The prosecutors will report to Mr. Sessions and Deputy Attorney General Rod Rosenstein and recommend whether any new investigations should be opened, whether any matters currently under investigation require additional resources and whether it might be necessary to appoint a special counsel to oversee a probe, according to a letter sent to Rep. Robert Goodlatte of Virginia, the Judiciary Committee’s Republican chairman.
Student debt forgiveness?
Senate Democrats are pressing Education Secretary Betsy DeVos to forgive the federal student loans of borrowers who were defrauded by their colleges, as the number of debt relief claims at the Department of Education grows.
The Washington Post reported in October that there are more than 87,000 applications for debt relief pending at the department, according to people within the agency who were not authorized to speak publicly. The agency has the authority to discharge federal student loans when a college uses illegal tactics to persuade a student to borrow money to attend, but not a single application has been approved since the Trump administration took office. Now lawmakers are demanding action.

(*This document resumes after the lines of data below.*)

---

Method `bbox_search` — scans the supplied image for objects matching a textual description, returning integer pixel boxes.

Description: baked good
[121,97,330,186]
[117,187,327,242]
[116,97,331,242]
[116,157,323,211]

On Tuesday, Sen. Elizabeth Warren, D-Mass., and Sen. Dick Durbin, D-Ill., released a report examining the backlog of debt relief claims under the federal statute known as borrower defense to repayment. Borrower defense, which dates to the 1990s, has become the last resort for many former students of defunct for-profit schools ITT Technical Institutes and Corinthian Colleges.
The schools spent their last few years enveloped in state and federal lawsuits over alleged fraud, deceptive marketing and steering students into predatory loans.